Il n’est donc pas étonnant qu’à côté des invités politiques français (qui cumulent 54 invitations (soit 36,2 % du total) 28 des invitations (soit 18,8 % du total) aient été faites à des personnes faisant la publicité soit de leur dernier livre ou article (21 personnes), soit de leur dernier film ou de leur dernière pièce (7 personnes). Voilà qui est, chacun l’avouera, beaucoup plus intéressant que d’inviter un représentant de salariés en lutte. Et voilà qui ne risque pas de renverser la tendance décrite par Fakir dans une lettre à Laurence Bloch (directrice de France Inter) à l’occasion de la campagne « De l’air à France Inter » :
Les classes populaires sont presque absentes de votre antenne. Selon les comptages, l’espace qui leur est réservé varie entre 0,7 % et 2 % du temps de parole. Qu’importent ces chiffres : à l’évidence, le monde du travail (et du chômage !) est marginalisé. Tandis que la promotion de produits culturels, elle, s’avère ultra-présente.

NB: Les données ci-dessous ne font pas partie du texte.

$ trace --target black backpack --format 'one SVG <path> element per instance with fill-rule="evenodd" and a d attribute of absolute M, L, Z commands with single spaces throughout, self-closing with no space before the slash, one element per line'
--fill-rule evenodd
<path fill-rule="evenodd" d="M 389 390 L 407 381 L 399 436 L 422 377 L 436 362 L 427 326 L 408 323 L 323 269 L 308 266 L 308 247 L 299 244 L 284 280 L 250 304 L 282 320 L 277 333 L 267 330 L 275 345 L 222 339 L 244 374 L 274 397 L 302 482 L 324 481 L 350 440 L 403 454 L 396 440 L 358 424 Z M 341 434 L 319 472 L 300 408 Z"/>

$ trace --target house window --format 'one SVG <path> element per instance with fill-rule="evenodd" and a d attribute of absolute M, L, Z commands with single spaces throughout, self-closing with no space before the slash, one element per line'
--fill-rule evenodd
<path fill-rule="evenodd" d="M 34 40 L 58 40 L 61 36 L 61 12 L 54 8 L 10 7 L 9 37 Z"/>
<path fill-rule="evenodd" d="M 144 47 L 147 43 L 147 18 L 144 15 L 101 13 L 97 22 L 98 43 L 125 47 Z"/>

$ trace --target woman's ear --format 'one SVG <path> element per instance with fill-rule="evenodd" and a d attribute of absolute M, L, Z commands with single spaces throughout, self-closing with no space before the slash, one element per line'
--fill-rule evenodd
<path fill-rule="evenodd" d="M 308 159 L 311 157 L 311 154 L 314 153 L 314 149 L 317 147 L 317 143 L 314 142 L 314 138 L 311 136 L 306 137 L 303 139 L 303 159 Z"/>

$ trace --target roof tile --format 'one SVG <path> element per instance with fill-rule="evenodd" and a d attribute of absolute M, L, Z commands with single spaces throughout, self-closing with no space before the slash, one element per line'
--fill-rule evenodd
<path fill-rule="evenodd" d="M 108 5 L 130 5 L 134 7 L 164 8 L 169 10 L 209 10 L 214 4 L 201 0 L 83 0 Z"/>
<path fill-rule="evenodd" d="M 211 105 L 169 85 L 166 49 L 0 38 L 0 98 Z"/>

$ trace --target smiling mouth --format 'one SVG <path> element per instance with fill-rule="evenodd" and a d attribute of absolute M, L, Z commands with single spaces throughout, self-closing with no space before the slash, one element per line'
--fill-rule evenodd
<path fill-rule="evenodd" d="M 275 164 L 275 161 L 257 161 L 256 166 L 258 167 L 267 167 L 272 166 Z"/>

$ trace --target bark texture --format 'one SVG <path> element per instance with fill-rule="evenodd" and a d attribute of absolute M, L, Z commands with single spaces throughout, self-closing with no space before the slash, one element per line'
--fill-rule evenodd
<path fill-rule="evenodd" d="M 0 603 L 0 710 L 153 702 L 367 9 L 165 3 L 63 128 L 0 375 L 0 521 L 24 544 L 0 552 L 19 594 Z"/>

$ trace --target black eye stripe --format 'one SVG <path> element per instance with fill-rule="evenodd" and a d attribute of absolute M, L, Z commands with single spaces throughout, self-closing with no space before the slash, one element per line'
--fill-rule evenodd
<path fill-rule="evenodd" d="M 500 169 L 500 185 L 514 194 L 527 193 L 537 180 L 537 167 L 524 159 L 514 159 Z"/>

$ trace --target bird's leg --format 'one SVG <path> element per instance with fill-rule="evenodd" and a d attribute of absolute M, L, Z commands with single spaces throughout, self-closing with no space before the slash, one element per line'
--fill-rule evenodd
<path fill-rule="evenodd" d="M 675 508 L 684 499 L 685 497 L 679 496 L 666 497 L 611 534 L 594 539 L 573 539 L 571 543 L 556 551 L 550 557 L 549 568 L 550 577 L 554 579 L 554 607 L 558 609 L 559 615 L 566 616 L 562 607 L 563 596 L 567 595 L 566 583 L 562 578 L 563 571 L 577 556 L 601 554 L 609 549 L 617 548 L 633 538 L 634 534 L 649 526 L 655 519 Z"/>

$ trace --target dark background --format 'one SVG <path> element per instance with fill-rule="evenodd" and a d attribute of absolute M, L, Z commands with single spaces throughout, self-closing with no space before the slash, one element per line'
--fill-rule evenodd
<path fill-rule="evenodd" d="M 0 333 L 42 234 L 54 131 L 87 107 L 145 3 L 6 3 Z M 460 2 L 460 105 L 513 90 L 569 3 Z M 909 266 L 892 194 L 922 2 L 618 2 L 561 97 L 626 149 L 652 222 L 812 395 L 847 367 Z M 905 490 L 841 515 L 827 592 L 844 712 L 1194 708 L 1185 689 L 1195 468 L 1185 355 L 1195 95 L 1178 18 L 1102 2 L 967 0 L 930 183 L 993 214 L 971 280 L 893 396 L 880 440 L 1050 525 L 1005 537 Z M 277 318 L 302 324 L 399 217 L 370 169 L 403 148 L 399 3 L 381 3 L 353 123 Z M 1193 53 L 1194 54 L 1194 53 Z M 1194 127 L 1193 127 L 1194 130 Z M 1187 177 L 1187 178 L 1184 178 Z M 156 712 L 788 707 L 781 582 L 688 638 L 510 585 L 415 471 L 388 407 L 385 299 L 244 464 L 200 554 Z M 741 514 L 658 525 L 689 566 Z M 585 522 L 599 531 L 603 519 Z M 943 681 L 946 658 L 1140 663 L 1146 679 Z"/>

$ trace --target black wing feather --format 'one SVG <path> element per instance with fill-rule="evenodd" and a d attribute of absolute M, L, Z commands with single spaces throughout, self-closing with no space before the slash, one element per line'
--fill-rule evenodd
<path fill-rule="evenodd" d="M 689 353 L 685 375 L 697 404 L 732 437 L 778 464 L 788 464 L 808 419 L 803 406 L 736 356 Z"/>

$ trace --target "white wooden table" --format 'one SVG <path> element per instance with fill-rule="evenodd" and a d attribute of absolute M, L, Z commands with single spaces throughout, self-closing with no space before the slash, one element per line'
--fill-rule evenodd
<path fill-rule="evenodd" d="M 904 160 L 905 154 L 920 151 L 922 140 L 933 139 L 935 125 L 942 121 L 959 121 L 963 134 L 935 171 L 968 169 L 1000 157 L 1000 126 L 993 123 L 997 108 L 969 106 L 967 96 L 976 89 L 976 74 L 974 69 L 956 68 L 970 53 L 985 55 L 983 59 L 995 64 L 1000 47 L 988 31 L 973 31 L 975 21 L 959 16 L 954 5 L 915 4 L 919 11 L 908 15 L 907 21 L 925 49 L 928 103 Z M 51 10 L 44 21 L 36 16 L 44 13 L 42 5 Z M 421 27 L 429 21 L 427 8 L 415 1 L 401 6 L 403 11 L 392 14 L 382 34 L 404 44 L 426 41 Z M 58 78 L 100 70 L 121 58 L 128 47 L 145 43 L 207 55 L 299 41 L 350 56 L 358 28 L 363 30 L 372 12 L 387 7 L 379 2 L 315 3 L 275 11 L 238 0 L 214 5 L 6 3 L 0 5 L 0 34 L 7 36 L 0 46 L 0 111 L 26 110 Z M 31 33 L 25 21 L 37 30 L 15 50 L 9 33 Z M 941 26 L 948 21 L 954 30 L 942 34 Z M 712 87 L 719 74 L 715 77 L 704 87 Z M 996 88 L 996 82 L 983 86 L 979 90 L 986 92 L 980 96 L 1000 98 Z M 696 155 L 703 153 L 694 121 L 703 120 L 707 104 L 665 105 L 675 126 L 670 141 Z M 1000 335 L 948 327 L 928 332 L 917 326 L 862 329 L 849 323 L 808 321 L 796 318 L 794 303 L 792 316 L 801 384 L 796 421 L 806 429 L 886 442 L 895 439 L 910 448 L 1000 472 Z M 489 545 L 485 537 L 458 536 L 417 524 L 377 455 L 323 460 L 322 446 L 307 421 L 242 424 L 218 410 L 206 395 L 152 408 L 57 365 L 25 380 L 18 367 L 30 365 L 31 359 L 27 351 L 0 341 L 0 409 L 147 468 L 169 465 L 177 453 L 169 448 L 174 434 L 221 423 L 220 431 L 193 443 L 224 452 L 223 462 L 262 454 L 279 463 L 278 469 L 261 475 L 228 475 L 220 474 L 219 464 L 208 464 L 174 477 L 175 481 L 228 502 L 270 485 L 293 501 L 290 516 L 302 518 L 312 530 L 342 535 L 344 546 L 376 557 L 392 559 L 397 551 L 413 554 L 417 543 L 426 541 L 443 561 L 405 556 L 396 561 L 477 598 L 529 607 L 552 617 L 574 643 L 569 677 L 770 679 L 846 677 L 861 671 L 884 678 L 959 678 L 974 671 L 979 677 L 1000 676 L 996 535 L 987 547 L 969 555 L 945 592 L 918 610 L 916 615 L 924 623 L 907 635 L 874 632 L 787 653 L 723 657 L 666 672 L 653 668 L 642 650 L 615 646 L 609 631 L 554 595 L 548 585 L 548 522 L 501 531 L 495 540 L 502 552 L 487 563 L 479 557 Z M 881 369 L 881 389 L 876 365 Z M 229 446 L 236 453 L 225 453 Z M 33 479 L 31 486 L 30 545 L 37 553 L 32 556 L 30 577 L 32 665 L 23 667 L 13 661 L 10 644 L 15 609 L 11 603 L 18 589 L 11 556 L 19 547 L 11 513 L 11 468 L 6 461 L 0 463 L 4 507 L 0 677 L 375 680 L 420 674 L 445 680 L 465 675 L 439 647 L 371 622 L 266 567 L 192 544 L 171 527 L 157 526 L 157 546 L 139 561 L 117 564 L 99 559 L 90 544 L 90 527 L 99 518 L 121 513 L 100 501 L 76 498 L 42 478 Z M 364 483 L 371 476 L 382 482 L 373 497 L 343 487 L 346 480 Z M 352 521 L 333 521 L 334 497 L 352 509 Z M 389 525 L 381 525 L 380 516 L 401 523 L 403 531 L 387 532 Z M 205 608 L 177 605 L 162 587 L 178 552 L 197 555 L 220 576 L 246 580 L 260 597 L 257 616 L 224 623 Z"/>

Le 18 mars 2015 Léa Salamé reçoit Enrico Letta qu’elle présente comme étant un ancien président du Conseil italien [7].
Mais le 21 avril 2015 Les Échos nous apprennent qu’ « Enrico Letta, 48 ans, a annoncé sa démission du Parlement italien pour prendre la direction de l’Ecole des affaires internationales de Sciences Po Paris (PSIA). »
Au journaliste des Échos qui lui demande : « Pourquoi avez-vous décidé de rejoindre Sciences-Po ? » Enrico Letta répond : « Pour moi, c’était le choix idéal en cette période. (...) C’est un travail auquel je veux me consacrer pleinement, dans la lignée du fondateur de l’école, Ghassan Salamé. »
Coïncidences (?) : Ghassan Salamé est le père de Léa Salamé, et Léa Salamé est une ancienne élève de Sciences Po Paris. Le monde est petit…
La boucle est bouclée et Léa Salamé a réussi – au moins – une chose : confirmer qu’un des nombreux moyens de la « classe dominante mondialisée » [8] pour imposer les points de vue les plus favorables à ses intérêts consiste en l’appropriation et l’occupation de la scène médiatique, ici l’antenne d’une radio de service public.